I had driven about two blocks before a neighbor waived me to stop and I looked back in cold horror to see Babu’s empty harness dragging from her leash.
By this time, Babu had become such an integral and beloved part of our lives. It’s hard to convey how much of our love we had entwined with this little being. The image of what may have happened to my angel was more horrific than I could ever express. I turned the truck around in horror to face whatever destiny lay waiting. When I got home, there she was! Alive and well, standing with Loveleen in front of our house, wagging her fluffy tail. I ran out to hug her and to receive her long kisses – both of us knowing just how close a call it had been. Loveleen had watched in terror as I drove off with Babu running behind my accelerating truck. That the harness miraculously slipped off her is something hard to explain. As I held my baby girl in deep gratitude, a praying mantis came from nowhere and landed on my hand. Grace. True story. Thank you.
But the biggest miracle by far was that for fourteen years we were all able to share a deep and priceless bond of love. I won’t lie. We’ve been good caretakers. Babu got her walks every day – she was showered with love and treats, and sometimes went for hikes through the redwoods or rolling hills. But what we’ve given to her can never compare to what she gave to us. Babu was a part of our lives. A big part. But we were a much bigger part of hers. She loved us profoundly. Wherever I went, she would follow. Whenever I looked up at her, she would be watching me. Whenever we drove home, she would be waiting, always overjoyed to see us. Her love was extraordinary.
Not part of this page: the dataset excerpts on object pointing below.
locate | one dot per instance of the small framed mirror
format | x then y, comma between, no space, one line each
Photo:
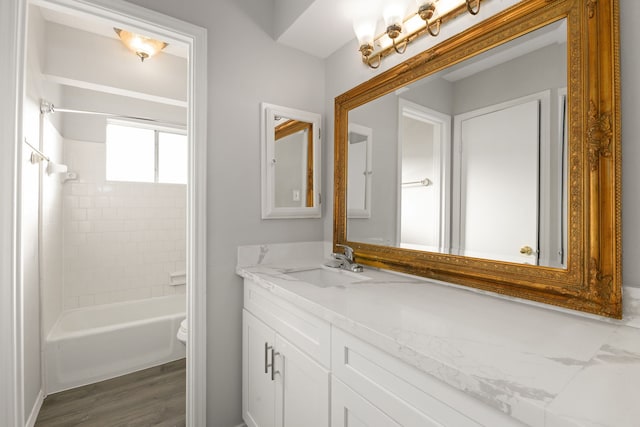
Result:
290,145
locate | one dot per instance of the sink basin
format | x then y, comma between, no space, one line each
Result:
325,277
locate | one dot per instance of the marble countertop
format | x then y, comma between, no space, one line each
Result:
542,366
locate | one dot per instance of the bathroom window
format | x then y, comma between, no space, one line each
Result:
142,153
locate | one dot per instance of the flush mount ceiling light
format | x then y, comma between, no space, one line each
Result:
401,29
142,46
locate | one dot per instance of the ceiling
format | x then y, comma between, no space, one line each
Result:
100,27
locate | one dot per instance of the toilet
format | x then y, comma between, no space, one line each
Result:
182,332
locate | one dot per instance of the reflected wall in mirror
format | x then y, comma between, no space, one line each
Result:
290,163
500,147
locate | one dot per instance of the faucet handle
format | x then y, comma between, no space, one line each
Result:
348,251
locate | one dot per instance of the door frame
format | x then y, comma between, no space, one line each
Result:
13,18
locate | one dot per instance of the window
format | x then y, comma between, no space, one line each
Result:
141,153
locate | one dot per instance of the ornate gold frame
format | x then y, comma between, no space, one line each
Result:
592,279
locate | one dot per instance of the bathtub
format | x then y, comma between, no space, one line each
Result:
96,343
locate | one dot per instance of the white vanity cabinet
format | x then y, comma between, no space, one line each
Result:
298,370
374,389
282,384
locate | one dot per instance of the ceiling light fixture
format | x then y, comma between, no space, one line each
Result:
144,47
400,29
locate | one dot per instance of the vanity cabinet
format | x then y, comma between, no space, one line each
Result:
298,370
372,388
282,385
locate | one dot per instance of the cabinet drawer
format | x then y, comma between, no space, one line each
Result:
306,331
407,395
349,409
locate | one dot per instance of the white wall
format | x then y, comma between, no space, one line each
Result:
30,258
121,239
95,61
246,67
630,88
51,262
One of my favorite things was getting kisses from her and looking into her innocent eyes while she kissed. Oh my lord, what a precious being. Knowing that she was dying, I made sure to do this often. Though it may sound odd, Babu and I would stare into each others’ eyes while she kissed me – sharing together an exchange of love – two beings radiating all of our love toward one another. The love that flowed was universal and overflowing. In love, we were true equals.
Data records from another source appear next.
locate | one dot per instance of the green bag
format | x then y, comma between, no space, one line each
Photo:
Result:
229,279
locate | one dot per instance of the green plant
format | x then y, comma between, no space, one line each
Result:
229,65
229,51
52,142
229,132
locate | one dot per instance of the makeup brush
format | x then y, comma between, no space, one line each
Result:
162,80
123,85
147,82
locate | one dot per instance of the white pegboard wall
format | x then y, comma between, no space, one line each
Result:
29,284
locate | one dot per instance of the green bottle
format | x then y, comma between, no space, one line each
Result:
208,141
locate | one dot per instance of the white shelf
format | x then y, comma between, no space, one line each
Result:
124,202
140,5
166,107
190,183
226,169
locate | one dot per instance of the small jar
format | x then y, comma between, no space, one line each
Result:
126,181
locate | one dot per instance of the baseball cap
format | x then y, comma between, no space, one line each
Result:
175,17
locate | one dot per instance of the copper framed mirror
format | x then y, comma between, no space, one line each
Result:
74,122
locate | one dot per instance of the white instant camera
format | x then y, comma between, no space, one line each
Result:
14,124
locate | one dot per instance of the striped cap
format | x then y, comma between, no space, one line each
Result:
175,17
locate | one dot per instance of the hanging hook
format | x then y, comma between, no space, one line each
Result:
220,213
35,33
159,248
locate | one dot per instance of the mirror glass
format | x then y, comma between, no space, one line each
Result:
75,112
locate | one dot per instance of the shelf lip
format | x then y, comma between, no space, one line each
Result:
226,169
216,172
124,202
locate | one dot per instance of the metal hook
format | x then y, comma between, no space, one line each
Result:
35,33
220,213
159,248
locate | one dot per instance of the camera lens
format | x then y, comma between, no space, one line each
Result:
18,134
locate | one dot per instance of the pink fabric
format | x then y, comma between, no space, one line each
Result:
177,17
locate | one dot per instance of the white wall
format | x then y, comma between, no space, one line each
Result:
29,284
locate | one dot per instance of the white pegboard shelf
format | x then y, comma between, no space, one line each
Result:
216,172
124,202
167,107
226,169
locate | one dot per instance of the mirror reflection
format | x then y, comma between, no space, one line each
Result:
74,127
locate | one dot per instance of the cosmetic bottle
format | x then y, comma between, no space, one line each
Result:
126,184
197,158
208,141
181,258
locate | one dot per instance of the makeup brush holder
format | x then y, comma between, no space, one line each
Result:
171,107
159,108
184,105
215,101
Babu was blessed to live a healthy life, though her last month was hard. Most everything began going wrong. Diabetes. Kidney disease. Liver disease. Infections. Seizures. Loss of mobility. No appetite. Through it all, she stayed loving.
We did everything we could. If she was to die, we wanted it to end on the right note – in harmony with the beauty and joy of her life. Deciding when to let go is a decision I wish on no one. That we were able to compassionately make this decision is something most take for granted for animals, though it’s a nearly taboo subject for people. This is something that ought to change. It is said that one’s state of mind at the moment of death sets the course for what comes next and is therefore of utmost importance. What matters most is that one’s mind is with love.
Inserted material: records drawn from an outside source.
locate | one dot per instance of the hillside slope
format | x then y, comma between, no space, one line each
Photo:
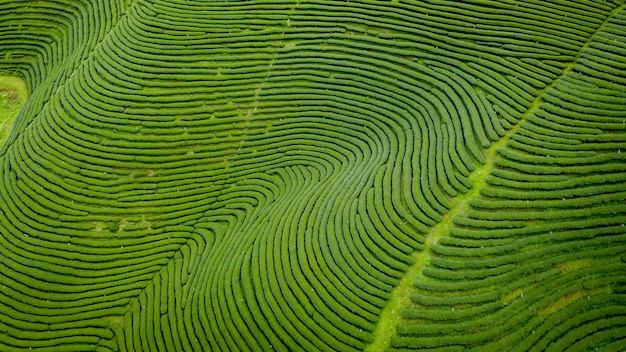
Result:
314,175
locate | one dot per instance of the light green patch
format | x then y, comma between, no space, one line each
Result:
566,300
13,94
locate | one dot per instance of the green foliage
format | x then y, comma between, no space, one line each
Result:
285,175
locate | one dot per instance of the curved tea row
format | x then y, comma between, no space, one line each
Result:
537,262
255,175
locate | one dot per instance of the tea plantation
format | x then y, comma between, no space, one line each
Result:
314,175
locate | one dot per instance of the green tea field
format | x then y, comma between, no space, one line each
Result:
312,175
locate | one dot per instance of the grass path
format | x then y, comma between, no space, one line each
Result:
400,295
13,94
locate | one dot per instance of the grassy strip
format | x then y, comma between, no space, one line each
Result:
13,94
400,295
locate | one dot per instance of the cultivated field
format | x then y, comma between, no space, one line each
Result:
313,175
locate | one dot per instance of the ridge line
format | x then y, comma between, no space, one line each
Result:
391,314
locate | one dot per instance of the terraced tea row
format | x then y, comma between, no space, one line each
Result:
257,175
537,261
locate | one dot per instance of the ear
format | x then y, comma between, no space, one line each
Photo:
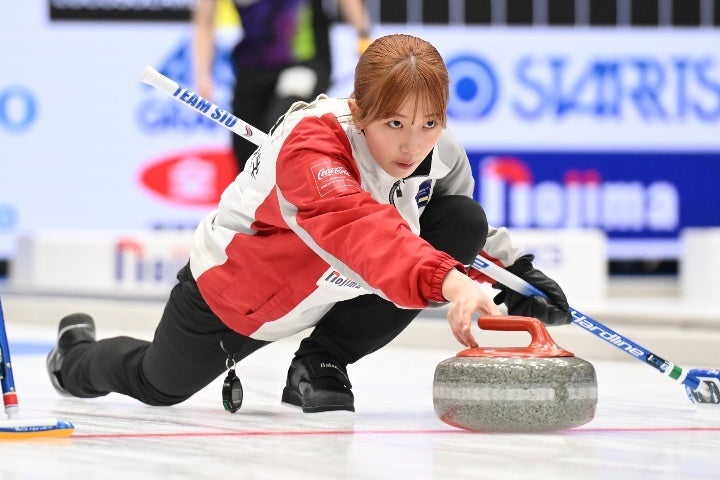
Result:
355,112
Knowing in our hearts that it was Babu’s time, Loveleen drove my truck as I lay with Babu in the back – my arm over her fluffiness, our heads pressed together, feeling the tremendous loss that had arrived. It was in the back of my truck that she was laid to rest. I could feel her pure white spirit surround us. Minutes later, a young dog appeared on the hill above us – a fluffy white dog with a puppy energy and an eerie resemblance to Babushka. It sat and looked at us as if to say “I am here. I’ve crossed over. I’m OK. Life goes on.”
All animals – every one of them – are our kin. We need to respect and treat them as such. Thank you, little Babushka, for all of your love and protection. And thanks to all the beloved beings of the world. Happy 14th Birthday on this Valentine’s Day. We’ll love you forever.